Gui I (1011-1040) è il primo signore conosciuto, fondatore della chiesa di Saint-Etienne e del suo priorato. Durante il regno di suo figlio Ruggero I, compare la prima menzione scritta del castello: in una carta del 25 maggio 1050-1052, per meritare la remissione dei suoi peccati, Ruggero dona a Saint-Bénigne de Dijon la chiesa appena costruita e "ciò che mi appartiene, cioè la cappella del mio castello".
Lo sviluppo del castello e le campagne di fortificazione si sono quindi susseguite. A metà del XII secolo, nel cortile superiore fu eretto il torrione noto come Tour Quarrée. Nel 1204, Gauthier I, cavaliere gonfaloniere di Filippo Augusto, fece racchiudere la città di "Vangnorry" da mura e torri collegate ai bastioni del castello.
Dopo i due assedi della fine del XIV secolo, il castello era in parte fatiscente.
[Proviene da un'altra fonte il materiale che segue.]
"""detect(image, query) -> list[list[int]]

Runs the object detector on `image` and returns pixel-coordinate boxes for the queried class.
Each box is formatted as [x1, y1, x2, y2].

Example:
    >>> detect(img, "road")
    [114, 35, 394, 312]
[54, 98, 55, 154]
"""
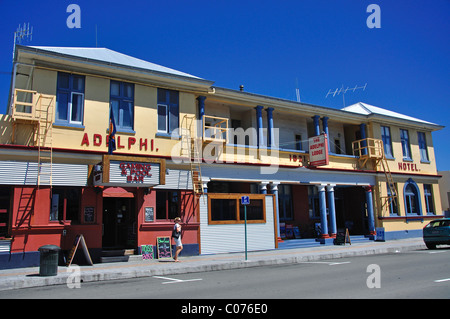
[0, 249, 450, 305]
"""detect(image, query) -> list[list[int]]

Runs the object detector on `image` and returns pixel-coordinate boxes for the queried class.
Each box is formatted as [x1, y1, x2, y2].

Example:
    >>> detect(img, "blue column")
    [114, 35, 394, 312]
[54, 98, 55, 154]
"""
[317, 185, 330, 238]
[365, 186, 376, 236]
[359, 123, 367, 155]
[270, 183, 280, 238]
[322, 116, 331, 152]
[266, 107, 275, 147]
[197, 95, 206, 136]
[327, 185, 337, 237]
[255, 105, 264, 147]
[312, 115, 320, 136]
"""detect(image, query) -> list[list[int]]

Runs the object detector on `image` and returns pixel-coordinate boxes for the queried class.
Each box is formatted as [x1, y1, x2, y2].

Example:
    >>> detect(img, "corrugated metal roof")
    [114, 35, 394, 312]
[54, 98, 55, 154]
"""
[342, 102, 438, 126]
[29, 46, 201, 80]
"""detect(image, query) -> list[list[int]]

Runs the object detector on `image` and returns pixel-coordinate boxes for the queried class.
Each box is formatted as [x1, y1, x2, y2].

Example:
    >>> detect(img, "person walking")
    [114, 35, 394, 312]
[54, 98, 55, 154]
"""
[172, 217, 183, 262]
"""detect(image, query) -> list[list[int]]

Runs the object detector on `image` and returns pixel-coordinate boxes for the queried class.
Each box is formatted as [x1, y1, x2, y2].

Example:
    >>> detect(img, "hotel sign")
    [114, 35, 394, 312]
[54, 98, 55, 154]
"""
[309, 134, 328, 166]
[94, 155, 166, 187]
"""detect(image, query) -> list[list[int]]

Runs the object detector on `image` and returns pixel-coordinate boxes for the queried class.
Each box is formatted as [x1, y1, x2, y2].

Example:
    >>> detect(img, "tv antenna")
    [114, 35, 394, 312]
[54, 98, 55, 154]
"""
[325, 83, 367, 107]
[13, 22, 33, 61]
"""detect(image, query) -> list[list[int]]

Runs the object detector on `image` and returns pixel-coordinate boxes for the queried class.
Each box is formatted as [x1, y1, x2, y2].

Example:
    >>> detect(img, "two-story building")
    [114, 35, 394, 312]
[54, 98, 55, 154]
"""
[0, 46, 442, 266]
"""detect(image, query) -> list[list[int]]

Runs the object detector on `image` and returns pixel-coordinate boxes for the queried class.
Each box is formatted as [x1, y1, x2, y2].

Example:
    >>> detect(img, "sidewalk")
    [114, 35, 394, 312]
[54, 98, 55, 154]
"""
[0, 238, 426, 290]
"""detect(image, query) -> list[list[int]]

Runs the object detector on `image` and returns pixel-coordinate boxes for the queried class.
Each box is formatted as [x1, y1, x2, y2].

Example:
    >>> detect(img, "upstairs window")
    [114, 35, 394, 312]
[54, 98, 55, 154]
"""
[400, 129, 411, 160]
[110, 81, 134, 133]
[55, 72, 85, 125]
[381, 126, 394, 158]
[158, 89, 180, 134]
[417, 132, 430, 162]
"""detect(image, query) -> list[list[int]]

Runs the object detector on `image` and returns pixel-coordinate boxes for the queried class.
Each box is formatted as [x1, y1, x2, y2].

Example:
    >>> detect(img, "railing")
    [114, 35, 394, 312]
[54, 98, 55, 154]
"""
[11, 89, 39, 121]
[352, 138, 384, 159]
[203, 115, 228, 143]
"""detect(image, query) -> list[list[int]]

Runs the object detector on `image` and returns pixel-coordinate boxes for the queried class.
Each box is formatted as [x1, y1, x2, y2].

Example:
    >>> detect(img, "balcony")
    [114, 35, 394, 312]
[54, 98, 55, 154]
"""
[202, 115, 228, 143]
[352, 138, 384, 166]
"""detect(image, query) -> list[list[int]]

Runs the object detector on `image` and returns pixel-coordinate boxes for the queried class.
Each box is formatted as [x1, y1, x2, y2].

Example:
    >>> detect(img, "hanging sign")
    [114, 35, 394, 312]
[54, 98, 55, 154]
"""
[94, 155, 166, 187]
[309, 134, 328, 166]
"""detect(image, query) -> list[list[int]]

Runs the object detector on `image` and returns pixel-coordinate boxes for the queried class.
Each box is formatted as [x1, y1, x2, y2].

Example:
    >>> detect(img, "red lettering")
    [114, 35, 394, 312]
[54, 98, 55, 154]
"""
[139, 138, 148, 151]
[128, 137, 136, 149]
[81, 133, 89, 146]
[94, 134, 102, 146]
[117, 136, 125, 148]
Nel 1416, Jean de Vergy avviò importanti lavori di restauro, in particolare la costruzione della Tour au Puits sulla punta dello sperone roccioso. Nel cortile principale dell'Alta Corte fu costruita una dimora signorile, più luminosa e confortevole del vecchio torrione. Intorno al 1490-1495, Jean de Baudricourt fece costruire l'enorme torre dei cannoni all'angolo del cortile inferiore, dove era collegato il bastione del villaggio. I suoi 20 metri di diametro, le mura spesse 7 metri e le bocche da fuoco costituivano la chiusura difensiva del castello.
Una porta d'ingresso, con una saracinesca e un ponte levatoio su un fossato asciutto, difendeva l'ingresso al bailamme, che conteneva una fattoria, case, una grande cisterna e una colombaia, con fino a 1.200 buchi per le viti.
Un inventario del 1773 mostra un cortile circondato da bastioni e fiancheggiato da 7 enormi torri, che ospitava la fattoria, le stalle, il granaio, la colombaia e i giardini, e un cortile superiore fiancheggiato da 3 torri e comprendente il mastio, la torre del Pozzo, una cappella, una signoria, una cisterna e gli annessi. Questa parte era riservata esclusivamente al signore, alla sua famiglia e al suo seguito.
Oggi ne rimangono numerosi resti, tra cui il mastio del XII secolo, la Tour au Puits del XV secolo e le cortine murarie meridionali, classificate come monumenti storici.
Dal 2003 sono stati intrapresi lavori di consolidamento dei bastioni. Dal 2009 al 2015 sono stati eseguiti importanti lavori di restauro e consolidamento che hanno permesso di visitare il mastio e la Torre del Pozzo.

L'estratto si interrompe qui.